E aí estão os fatos. Para ajudar os comunistas húngaros a se manterem no poder, o mais alto potentado da mais poderosa democracia do Ocidente entrega a Kadar a coroa, a relíquia, que fora confiada à nação americana como depósito de honra. Carter manda o secretário de Estado Vance que a entregue, em cerimônia aparatosa, precisamente ao homem que é o contrário do rei evangelizador, ou seja, o déspota materialista.

A tal propósito, um porta-voz do Vaticano emitiu um comentário que vale por um sussurro ambíguo, e talvez ligeiramente envergonhado. Mas para demonstrar a todos os húngaros que a Igreja concordava com a entrega da relíquia ao ditador comunista e ateu, estava presente, ao ato da entrega da coroa o cardeal Leckai, arcebispo de Ezstergom.

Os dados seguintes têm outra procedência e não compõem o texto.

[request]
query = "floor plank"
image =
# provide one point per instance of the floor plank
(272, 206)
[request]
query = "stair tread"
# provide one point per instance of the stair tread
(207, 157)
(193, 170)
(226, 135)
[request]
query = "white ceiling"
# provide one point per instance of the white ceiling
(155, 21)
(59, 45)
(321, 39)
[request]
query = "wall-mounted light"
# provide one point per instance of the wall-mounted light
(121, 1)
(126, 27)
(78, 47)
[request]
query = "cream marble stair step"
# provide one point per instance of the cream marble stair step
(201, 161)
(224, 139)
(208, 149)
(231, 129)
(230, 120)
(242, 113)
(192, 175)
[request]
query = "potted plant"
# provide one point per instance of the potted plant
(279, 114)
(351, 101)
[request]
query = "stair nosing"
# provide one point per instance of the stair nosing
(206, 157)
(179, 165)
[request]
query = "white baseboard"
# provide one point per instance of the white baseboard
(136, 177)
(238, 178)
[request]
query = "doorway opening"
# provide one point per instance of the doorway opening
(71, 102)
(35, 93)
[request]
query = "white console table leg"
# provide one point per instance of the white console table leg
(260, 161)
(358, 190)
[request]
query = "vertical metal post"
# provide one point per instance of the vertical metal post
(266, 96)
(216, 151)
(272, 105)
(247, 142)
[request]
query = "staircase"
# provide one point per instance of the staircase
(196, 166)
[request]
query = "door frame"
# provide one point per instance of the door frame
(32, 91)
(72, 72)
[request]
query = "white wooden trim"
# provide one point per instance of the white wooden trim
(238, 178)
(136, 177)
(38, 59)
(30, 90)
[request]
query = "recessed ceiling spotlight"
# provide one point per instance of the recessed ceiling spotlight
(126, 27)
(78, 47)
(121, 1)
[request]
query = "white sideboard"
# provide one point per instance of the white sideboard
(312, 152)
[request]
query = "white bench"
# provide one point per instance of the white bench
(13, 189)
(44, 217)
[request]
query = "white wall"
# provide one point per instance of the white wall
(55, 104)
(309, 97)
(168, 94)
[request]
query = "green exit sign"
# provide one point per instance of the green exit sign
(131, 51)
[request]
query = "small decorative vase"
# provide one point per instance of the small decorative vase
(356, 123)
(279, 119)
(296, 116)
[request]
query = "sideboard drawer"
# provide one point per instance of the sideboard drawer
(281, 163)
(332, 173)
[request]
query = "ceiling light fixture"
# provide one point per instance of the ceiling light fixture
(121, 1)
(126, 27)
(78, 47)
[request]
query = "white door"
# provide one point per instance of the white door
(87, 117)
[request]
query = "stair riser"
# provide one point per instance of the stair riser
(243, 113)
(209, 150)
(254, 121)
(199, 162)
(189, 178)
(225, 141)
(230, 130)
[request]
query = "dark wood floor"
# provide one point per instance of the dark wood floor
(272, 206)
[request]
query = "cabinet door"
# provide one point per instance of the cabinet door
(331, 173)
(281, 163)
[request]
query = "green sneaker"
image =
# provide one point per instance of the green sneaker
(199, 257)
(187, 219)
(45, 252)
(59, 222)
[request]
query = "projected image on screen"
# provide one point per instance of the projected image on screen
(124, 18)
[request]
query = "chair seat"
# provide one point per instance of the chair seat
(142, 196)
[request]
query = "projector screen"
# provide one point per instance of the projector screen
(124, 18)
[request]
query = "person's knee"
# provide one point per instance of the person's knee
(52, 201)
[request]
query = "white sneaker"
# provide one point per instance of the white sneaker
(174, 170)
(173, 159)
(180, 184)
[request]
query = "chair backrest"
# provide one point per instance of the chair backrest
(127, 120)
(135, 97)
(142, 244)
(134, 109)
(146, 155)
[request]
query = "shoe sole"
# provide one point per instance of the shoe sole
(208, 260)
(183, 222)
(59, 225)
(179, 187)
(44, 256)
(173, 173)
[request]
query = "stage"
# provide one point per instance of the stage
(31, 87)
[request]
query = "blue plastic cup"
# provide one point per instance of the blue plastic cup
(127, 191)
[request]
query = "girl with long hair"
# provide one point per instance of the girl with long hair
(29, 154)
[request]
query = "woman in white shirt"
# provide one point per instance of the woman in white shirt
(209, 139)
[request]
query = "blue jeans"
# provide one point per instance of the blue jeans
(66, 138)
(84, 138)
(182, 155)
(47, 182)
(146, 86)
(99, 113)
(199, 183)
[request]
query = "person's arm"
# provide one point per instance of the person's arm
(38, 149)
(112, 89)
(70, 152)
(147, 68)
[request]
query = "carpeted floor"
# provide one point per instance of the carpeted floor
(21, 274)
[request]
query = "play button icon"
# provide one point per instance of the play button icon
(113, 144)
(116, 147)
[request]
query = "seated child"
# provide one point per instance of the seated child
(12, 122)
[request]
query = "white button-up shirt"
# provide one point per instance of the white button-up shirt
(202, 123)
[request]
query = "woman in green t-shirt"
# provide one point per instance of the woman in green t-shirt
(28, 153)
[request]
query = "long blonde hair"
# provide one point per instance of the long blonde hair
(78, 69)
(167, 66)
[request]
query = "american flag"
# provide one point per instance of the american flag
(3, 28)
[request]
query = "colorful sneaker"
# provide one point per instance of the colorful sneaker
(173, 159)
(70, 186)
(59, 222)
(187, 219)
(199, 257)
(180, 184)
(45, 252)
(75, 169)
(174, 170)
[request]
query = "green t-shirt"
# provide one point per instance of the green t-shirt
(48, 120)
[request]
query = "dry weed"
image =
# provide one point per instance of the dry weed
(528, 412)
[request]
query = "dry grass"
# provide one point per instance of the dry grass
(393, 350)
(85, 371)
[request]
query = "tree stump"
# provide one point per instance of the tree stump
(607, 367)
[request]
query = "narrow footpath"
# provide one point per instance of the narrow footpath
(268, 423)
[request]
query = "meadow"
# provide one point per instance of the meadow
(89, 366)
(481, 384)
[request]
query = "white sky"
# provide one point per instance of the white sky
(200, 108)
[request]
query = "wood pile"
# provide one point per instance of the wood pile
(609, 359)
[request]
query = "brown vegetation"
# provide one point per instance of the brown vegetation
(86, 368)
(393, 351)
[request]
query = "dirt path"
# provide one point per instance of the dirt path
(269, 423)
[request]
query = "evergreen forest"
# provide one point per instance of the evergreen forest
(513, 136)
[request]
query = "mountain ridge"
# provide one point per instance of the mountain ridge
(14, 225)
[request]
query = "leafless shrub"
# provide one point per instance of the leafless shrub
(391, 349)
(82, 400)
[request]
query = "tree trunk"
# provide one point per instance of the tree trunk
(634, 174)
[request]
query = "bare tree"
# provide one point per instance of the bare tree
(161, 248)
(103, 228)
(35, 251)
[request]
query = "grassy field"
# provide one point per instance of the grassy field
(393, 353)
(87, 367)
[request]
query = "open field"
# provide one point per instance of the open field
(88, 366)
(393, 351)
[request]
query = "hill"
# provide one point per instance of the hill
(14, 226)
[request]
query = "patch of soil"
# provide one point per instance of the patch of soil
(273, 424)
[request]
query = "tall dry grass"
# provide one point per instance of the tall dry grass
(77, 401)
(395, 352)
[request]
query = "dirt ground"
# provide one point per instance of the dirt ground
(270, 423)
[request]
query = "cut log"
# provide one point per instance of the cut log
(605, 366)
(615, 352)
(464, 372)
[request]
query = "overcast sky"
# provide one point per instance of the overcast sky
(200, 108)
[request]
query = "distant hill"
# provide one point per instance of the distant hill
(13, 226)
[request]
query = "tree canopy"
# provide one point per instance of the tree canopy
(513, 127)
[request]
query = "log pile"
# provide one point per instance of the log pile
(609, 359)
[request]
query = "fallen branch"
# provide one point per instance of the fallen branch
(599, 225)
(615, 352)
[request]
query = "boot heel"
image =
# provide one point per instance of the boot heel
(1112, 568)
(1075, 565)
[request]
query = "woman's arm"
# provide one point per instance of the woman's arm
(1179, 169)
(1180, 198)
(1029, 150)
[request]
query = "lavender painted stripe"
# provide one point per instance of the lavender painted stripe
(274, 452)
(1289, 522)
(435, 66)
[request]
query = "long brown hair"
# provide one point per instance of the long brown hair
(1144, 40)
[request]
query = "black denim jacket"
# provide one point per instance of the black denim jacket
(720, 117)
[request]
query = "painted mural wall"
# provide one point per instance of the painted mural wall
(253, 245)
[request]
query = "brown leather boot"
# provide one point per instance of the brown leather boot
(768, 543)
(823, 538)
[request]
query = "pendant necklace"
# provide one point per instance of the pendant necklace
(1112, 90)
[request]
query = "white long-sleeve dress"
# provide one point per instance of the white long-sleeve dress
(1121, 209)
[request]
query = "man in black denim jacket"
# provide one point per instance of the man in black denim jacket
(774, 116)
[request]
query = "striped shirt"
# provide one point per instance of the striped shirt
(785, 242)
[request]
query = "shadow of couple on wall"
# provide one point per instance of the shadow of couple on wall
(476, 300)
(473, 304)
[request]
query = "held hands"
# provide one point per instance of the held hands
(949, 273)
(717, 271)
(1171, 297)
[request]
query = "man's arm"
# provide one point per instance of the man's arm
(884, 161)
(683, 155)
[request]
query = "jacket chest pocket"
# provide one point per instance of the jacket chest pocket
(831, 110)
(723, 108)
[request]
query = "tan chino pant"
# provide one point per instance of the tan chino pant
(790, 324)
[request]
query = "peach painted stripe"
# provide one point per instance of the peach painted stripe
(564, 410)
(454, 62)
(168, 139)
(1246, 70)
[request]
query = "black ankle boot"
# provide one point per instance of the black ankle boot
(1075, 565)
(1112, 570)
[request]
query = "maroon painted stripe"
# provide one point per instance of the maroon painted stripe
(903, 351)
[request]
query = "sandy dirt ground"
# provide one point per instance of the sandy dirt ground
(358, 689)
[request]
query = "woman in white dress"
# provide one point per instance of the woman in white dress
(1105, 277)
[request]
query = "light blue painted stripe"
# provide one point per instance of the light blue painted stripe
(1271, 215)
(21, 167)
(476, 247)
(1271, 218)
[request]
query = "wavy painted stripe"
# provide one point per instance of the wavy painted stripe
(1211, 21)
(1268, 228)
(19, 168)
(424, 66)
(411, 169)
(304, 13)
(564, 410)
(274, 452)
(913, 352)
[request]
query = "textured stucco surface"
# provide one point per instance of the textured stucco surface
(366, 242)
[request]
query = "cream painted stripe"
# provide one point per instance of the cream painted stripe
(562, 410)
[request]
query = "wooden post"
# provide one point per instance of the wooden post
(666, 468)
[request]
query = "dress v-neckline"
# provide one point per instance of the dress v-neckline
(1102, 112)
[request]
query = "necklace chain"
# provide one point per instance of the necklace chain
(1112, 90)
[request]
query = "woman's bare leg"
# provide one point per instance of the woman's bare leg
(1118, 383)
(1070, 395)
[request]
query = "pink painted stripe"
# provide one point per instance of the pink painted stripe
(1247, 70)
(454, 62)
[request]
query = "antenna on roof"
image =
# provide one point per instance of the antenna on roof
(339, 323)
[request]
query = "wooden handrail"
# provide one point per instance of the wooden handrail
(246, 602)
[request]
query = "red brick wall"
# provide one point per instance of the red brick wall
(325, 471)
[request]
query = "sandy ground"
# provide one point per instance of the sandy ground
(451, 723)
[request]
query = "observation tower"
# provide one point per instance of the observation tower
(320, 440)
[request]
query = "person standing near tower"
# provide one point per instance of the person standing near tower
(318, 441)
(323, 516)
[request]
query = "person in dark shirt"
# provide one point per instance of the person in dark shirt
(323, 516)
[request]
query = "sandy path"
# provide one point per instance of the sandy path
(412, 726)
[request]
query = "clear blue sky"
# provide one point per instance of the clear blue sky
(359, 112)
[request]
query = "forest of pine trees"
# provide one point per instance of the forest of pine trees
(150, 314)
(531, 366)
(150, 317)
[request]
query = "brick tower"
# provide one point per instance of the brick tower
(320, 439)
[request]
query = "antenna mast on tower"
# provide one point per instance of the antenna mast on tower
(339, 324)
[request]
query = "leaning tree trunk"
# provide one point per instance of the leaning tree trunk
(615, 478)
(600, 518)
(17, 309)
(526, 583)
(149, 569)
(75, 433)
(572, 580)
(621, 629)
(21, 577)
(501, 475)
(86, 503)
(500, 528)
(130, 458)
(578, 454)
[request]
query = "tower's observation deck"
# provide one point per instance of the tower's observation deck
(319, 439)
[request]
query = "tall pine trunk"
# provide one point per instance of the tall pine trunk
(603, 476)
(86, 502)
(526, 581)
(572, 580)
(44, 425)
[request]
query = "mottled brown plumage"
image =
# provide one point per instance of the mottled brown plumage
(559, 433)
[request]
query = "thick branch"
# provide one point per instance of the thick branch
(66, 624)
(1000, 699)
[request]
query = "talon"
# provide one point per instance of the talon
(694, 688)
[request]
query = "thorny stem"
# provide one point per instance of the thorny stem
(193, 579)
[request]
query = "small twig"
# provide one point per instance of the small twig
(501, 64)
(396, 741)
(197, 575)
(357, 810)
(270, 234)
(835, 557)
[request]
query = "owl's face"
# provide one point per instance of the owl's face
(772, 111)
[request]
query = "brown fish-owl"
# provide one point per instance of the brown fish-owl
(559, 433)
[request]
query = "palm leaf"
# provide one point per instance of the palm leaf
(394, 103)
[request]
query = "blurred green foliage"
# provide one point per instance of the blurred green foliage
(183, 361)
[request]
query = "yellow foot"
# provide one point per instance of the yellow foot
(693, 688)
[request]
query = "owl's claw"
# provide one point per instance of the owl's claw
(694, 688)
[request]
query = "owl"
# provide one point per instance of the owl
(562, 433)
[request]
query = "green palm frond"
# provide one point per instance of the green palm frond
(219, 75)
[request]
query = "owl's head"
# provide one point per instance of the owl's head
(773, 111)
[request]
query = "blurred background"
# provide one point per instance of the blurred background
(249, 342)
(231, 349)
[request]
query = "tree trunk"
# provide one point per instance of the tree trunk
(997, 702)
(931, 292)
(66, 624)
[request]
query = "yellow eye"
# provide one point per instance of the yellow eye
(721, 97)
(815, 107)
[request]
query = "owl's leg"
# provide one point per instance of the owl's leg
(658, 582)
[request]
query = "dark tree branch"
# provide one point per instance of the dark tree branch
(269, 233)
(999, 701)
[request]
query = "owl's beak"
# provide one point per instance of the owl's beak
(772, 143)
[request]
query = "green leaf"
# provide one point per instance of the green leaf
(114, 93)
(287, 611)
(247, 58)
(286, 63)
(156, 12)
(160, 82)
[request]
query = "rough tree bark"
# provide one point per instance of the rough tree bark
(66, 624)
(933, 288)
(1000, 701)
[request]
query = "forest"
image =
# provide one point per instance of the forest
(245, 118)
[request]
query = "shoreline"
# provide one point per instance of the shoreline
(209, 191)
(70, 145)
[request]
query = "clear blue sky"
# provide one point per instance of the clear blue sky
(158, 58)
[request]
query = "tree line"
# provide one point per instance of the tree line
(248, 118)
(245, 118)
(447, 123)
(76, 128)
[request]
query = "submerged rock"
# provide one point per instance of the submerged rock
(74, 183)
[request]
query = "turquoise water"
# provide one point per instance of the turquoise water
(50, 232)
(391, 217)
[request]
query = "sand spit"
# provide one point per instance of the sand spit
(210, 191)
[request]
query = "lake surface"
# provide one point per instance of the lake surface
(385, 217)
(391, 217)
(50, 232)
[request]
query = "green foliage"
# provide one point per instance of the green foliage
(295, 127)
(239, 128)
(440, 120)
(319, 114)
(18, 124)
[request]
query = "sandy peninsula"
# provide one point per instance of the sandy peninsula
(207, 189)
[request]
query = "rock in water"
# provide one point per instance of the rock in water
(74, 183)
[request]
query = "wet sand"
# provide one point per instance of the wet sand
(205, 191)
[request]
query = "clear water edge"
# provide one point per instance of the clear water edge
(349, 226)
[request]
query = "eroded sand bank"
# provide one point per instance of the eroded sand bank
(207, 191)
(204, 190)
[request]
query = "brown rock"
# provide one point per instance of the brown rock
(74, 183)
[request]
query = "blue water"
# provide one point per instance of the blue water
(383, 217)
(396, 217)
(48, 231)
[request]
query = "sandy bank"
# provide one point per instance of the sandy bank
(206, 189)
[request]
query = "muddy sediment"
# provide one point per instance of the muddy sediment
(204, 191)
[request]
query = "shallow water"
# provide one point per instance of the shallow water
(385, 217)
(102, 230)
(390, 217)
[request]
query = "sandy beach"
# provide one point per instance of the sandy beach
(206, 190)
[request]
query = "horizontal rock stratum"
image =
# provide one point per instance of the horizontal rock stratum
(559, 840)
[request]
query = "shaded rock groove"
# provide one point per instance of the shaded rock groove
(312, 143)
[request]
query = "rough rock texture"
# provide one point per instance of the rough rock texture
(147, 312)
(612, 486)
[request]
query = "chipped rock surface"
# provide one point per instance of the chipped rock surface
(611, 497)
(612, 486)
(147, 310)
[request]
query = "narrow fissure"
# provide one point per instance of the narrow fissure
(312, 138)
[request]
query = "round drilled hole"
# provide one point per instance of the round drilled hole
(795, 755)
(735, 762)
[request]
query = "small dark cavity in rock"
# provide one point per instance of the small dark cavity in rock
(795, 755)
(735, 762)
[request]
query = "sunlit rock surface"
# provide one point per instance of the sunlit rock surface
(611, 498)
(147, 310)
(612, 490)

O sucessor — "horresco referens" — do cardeal Mindszenty.

Ambos — Vance e Leckai — como a bradar aos húngaros, aos olhos de Deus, do mundo e da História: "A Igreja e o Estados Unidos apoiam que vossas cervizes de batizados, e com elas as vossas glórias de povo soberano e cristão, sejam esmagadas pelos comunistas ateus, procônsules de Moscou".

Estamos certos de que incontáveis húngaros, dentro e fora da Hungria, de sua parte replicaram a esse brado, nas lágrimas da indignação: "Santo Estêvão, rogai por nós".

No fundo da alma, incontáveis brasileiros — parte dos quais adormecidos pela apatia que vai invadindo os setores mais sadios da opinião — dizem o mesmo.

Essa súplica não terá subido ao Céu, em vão. Introduzindo a relíquia na Hungria, Kadar criou uma circunstância preciosa para que seja ainda mais ardente a intercessão de Santo Estêvão por seu povo. Com o auxílio inadvertido de Carter e de Paulo VI, entrou na Hungria a coroa-símbolo, a coroa-relíquia, cuja presença poderá talvez atrair para o país legiões de Anjos, e rios de graças, de modo a que o povo húngaro sacuda o jugo sob o qual jaz.

Meu pensamento se volta para os artífices da volta da coroa. E uma frase me vem aos lábios: "Qui habitat in coelis irridebit eos". Deus se rirá deles: di-lo a Escritura (Ps. 2,4).

"Irridebit": é bem a palavra!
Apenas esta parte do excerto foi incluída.